Hoy “El Gallo Negro”, como  supieron apodar a Ramón Saadi, aparece poco y nada por la provincia: “Vive más en Buenos Aires, pero los hijos de los funcionarios que lo acompañaron en su gestión, reaparecieron  ocupando cargos de relevancia junto Lucia Corpacci Saadi: Raúl Jalil volvió a ganar la intendencia capitalina como supo hacerlo su padre, José hasta que fuese intervenido por  Luis Prol en la década del 90. Guillermo Ferreyra, hijo del entonces comisario, Miguel Ferreyra, acusado en su momento de encubrir el caso, se postula para las próximas elecciones como candidato a intendente del departamento Esquiú y Edgardo “Jopo” Macedo, recordado por ser uno de los más férreos defensores del régimen saadista , se desempeña en la actualidad como jefe de gabinete”, sostiene desconcertado    un testigo privilegiado  de aquella época, que prefiere mantener su nombre en reserva. 

DE ACUSADO A ABOGADO


El 17 de abril del 2006, Luis Raúl Tula (51) recuperó definitivamente la libertad, luego de haber cumplido los dos tercios de la condena(6 años)  como participe secundario del crimen de María Soledad y en noviembre del 2009 juró como abogado en el foro local, después de haberse graduado en la universidad de La Rioja, aunque los estudios los comenzó en la universidad de Catamarca durante la época que purgaba su condena en el penal Julio Herrera: “Yo nunca me preocupé por estudiar, mi único contacto con las letras tenían que  ver el suplemento deportivo de los diarios. Pero cuando caí preso, me comencé a preocupar por lo que me podía pasar y comencé a leer el código penal y fue ahí cuando emergió la vocación de abogado”.

De impecable traje oscuro, se sorprende cuando GENTE lo descubre saliendo del juzgado laboral y en tono amenazante nos advierte: “Saquen fotos nomás, después van a tener que pagar las consecuencias, porque yo hice una presentación en el juzgado federal para resguardar mi intimidad” y de inmediato se sube a una camioneta ecosport, que denota su buen pasar económico, aunque todavía no pagó los $250.000 de indemnización como resarcimiento a la familia Morales: “Nosotros decidimos donar ese dinero al hospital Niños, pero la institución nunca lo pudo cobrar, porque al momento de la sentencia, ellos se declararon insolventes”, se lamenta Ada.
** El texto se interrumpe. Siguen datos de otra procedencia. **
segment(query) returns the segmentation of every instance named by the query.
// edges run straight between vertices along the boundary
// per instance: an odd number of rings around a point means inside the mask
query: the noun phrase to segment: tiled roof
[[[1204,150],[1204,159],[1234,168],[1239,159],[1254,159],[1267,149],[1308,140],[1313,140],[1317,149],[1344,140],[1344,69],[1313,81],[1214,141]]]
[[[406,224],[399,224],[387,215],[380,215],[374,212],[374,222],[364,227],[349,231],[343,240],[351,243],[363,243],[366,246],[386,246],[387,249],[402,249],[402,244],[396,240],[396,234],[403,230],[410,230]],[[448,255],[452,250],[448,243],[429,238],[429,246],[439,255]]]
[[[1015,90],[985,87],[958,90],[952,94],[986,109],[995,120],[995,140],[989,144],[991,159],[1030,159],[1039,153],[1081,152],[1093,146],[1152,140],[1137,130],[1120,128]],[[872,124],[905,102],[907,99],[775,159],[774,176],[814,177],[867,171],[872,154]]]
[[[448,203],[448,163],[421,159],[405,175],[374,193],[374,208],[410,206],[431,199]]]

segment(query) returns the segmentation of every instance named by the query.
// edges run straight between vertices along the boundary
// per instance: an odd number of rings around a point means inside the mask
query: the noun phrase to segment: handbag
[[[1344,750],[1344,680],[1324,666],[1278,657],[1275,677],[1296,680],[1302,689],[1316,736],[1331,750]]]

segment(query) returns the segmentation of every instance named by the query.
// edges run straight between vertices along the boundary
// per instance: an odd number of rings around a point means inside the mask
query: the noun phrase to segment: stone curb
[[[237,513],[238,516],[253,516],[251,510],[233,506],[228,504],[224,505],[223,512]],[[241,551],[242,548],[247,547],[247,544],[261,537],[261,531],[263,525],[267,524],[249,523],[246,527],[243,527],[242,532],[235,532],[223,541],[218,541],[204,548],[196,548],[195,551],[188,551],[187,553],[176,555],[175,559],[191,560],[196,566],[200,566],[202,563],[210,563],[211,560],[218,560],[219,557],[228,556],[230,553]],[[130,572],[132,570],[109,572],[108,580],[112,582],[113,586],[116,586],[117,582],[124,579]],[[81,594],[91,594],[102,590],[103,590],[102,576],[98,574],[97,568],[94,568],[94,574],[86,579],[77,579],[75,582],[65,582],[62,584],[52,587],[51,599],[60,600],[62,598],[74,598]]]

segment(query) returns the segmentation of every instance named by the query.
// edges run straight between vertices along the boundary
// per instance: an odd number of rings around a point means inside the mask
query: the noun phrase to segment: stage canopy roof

Ya no vive más en la calle Ayacucho con su compañera de entonces, Ruth Salazar. Y según registra el archivo del diario El Ancasti, en los últimos días estuvo abocado a defender a un docente acusado de abusar a un menor.

NEGOCIOS INMOBILIARIOS


A diferencia de Tula, Guillermo Luque (49), condenado a 21 años como coautor responsable por el crimen de María Soledad, nunca se recibió de abogado (al momento del hecho cursaba los estudios en Buenos Aires) y hoy con varios kilos menos, vive de los negocios inmobiliarios. Al menos eso se advierte en su página de Faceboock, donde algunos clientes lo consultan sobre el alquiler de propiedades. 
En  el 2011 perdió a su padre, Ángel (ex diputado nacional y mano derecha de ramón Sadi), que apostó en vano todo su poder político y patrimonial para que  sea declarado inocente. Aunque no lo reconozca públicamente está convencido que lo condenaron por ser el  hijo de, por eso cuando lo tentaron para que haga política su rechazo fue contundente: “No, yo no quiero que mis hijos, sufran lo que yo pasé. Pero por una cuestión  de convicción sigo siendo peronista”, afirma ante sus más íntimos. De aquella época majestuosa, solo queda en pie la  mansión que lo cobijo durante esos años, que según confiaron vecinos a GENTE ya no le pertenece más. Pero todavía se puede leer en la entrada el cartel de Puerta Hierro, que hace referencia a la  casa que usó Perón durante su exilio en España.
 Ya tampoco está su fiel abogado, Víctor Pintos. Con su muerte, Luque perdió también  la posibilidad de recurrir a un tribunal internacional para que revea la sentencia. Separado de  Florencia Alustiza, dedica su tiempo libre a compartir con sus hijos,  Tomás (18) y Jazmín (13).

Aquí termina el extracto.